Nothing puts more of a sparkle into Norma Blosser’s eyes than to talk about Elvis Presley. The 72-year-old Marion woman was born on Jan. 9, 1949, one day after Elvis’ fifth birthday. He died in 1977.
Blosser grew up in Marysville and was 13 years old when Elvis produced his first record. Along with Pat Boone, he became her teenage idol.
“The boys had John Wayne and we (girls) had Elvis,” she said.
Every six years, when the late rock star’s birth date falls on a Sunday, Blosser gets to celebrate her birthday on the same day that Marion Senior Center celebrates Elvis Day.
This year, she celebrated the special day by displaying an Elvis DVD collection from her son, Robert Padgett.
Blosser came from a large family. As a teen-ager, she worked in a café and used some of her earnings to purchase four 45 rpm recordings by Elvis. She later accumulated five or six LP (long-playing) records.
One of her favorite LP albums is a recording she purchased at an auction. “The King is Gone” was a tribute to Elvis by Ronnie McDowell after his death in 1977. The album package included two front-page reprints of The Tennessean, a newspaper in Nashville, Tenn., containing articles written about Elvis after his death. The album launched McDowell’s career as a country singer.
The next best thing
This past summer, Blosser learned that Elvis tribute artist Donny Edwards of Las Vegas performed at the Orpheum Theater in Wichita.
She learned that Edwards, who has an uncanny resemblance to Elvis, is a performer who began his career as an Elvis impersonator in 2002 after he won an Elvis contest in Las Vegas. He performs all over the world, and frequently performs with Elvis’ band members.
This excited her. On Dec. 20, as her birthday drew closer, she decided to try to contact Edwards’ production company to inquire about getting a DVD of one of his performances.
Through his website, she found a telephone number and contacted the Las Vegas company. No one answered, so she left a message. That same day, the phone rang, and Edwards himself was on the line. Blosser said his voice was electrifying. She could not believe that he had called her personally.
When he asked what she wanted, she told him she was a 72-year-old woman from Marion, Kan., had always adored Elvis, and wanted a DVD of an Edwards performance. He told her he would send her several items.
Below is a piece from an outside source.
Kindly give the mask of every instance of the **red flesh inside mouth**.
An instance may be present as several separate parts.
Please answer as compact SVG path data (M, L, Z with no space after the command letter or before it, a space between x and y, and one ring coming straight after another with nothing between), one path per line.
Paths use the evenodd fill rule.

Blosser was disappointed when the promised package didn’t materialize. She called Edwards the day after her birthday. He told her he had sent the items on her birthday. She received them Jan. 13.
“I hate Friday the 13th, but I’ll never forget this Friday the 13th,” Blosser said.
She was thrilled to discover the package included a DVD, a CD, three autographed 8x10 photos of Edwards, and a key chain with the words: “The next best thing to the King.”
“I called to tell him I got them and that I will treasure them for the rest of my life,” she said.
Edwards will give a repeat performance at the Orpheum Theater Saturday, but Blosser won’t be able to go because she and her husband, Larry, don’t drive at night.
Blosser said she has always lived to have fun.
“I needed this,” she said. “It is for young people and the young at heart like me. I wanted something very, very special, and the good Lord gave it to me with the help of my son and Donny Edwards.”